UPDATE: In March 2020, the decision was taken to terminate further in-house development of the MTD201 programme with immediate effect although the asset remains available for licensing. All activities connected with MTD201 have been wound down expeditiously and the manufacturing facilities in Bilbao have been closed. Following the termination of in-house development of MTD201, the Company realigned its strategy towards exploiting its Q-Sphera technology more broadly.
Original Article below
In my article listing the somatostatin analogues and their drug delivery systems pipeline (click here), there has been a very interesting development in a product called Q-Sphera (was previously known as Q-Octreotide). In a press release, it was announced that an unnamed ‘pharma giant’ has signed a deal with Midatech Pharma Plc that will see it evaluate the latter’s Q-Sphera drug delivery platform. Later in Feb 2019, the pharma was identified as China Medical System Holdings Limited (based out of Hong Kong). Adding to the excitement behind this development, it was announced in Mar 2019 that the Spanish Government had conditionally approved a €6.6m loan that will be used to help commercialise this flagship drug.

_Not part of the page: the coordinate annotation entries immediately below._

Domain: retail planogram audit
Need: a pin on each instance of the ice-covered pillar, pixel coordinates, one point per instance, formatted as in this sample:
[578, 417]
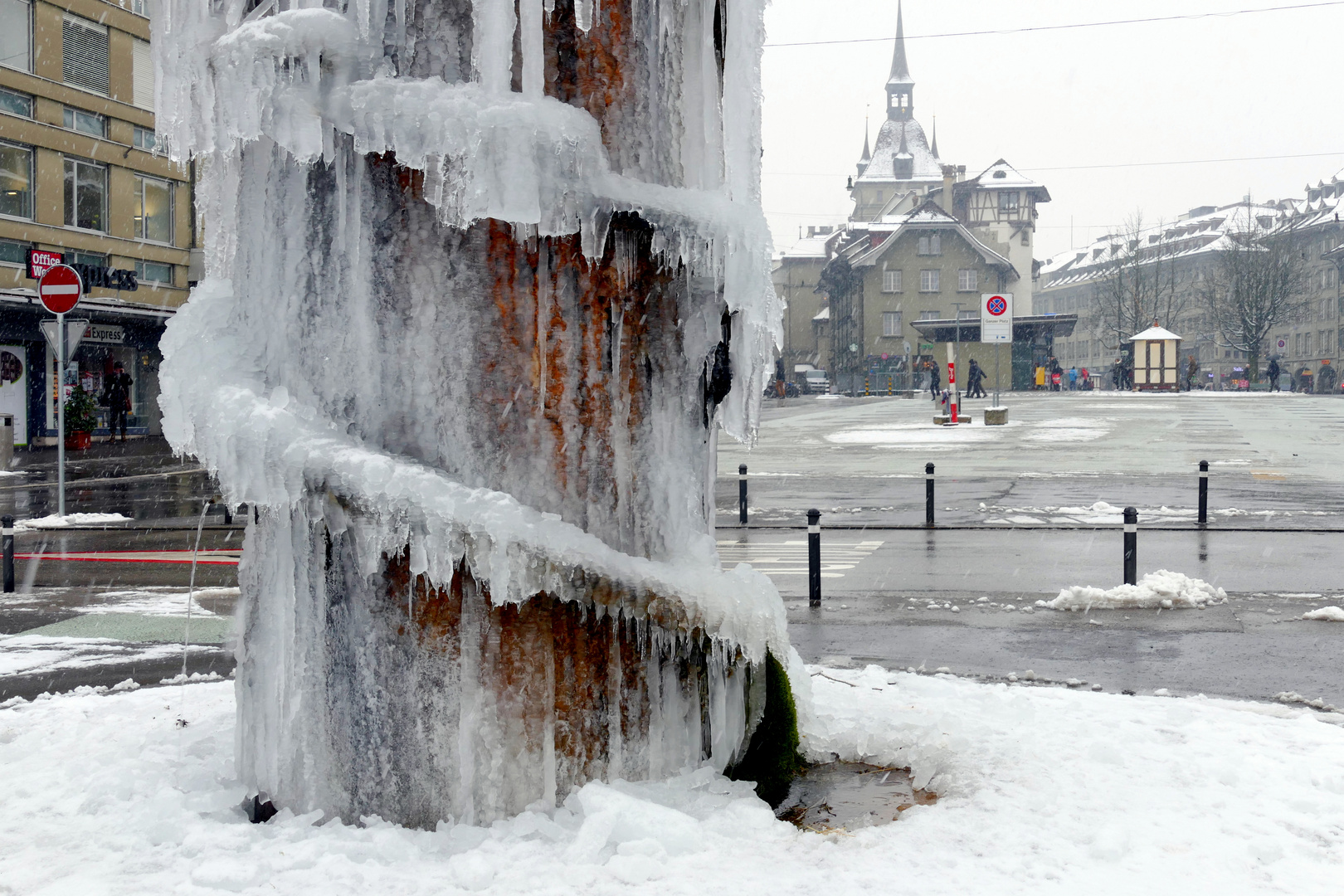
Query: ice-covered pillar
[485, 278]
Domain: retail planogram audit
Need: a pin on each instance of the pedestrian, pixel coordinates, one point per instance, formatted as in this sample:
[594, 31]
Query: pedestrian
[116, 395]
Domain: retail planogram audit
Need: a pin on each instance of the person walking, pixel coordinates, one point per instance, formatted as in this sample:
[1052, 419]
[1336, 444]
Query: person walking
[975, 377]
[117, 398]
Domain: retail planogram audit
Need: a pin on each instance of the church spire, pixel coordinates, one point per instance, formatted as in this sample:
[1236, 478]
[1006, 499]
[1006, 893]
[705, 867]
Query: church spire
[901, 86]
[899, 69]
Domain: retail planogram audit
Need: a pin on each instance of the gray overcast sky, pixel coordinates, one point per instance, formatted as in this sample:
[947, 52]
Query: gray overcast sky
[1261, 84]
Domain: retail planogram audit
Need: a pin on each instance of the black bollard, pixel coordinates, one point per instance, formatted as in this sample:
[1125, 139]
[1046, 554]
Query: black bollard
[929, 494]
[1131, 546]
[1203, 492]
[813, 558]
[7, 536]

Latest update 8th January 2020.
Midatech Pharma PLC has hailed the positive results from a study assessing the potential to deliver one of its drugs via an injection under the skin rather than into the muscle. MTD201, which is being developed to treat Neuroendocrine Cancer and the growth hormone condition Acromegaly, was able to maintain the correct levels of plasma octreotide over six to eight weeks using this subcutaneous method, researchers found. The extended timeframe provides MTD201 with an advantage over the current injections into the muscle, which last just four weeks. Speaking about the results of Study 102, Midatech chief executive Craig Cook said: “It confirmed both the subcutaneous dosing route for MTD201, as well as the potential for extended dosing intervals. “These are key advantages for patients, physicians and payors, being the first therapy to offer this, and also gives Midatech a competitive advantage versus others as we move the product through to potential approval.” The clinical assessment of the delivery mechanism for MTD201 confirmed the process was safe with a similar profile to the jab into the muscle tissue. The ability to cut the injection burden to six from 12 a year would save time and money and allows the potential for self-administration, Midatech said. MTD201 has already been shown to require a smaller gauge needle, which makes delivery less painful to administer, while the treatment itself is quick to make up too. A ‘pivotal’ study if MTD201 is planned for later in the first half with preparations already underway.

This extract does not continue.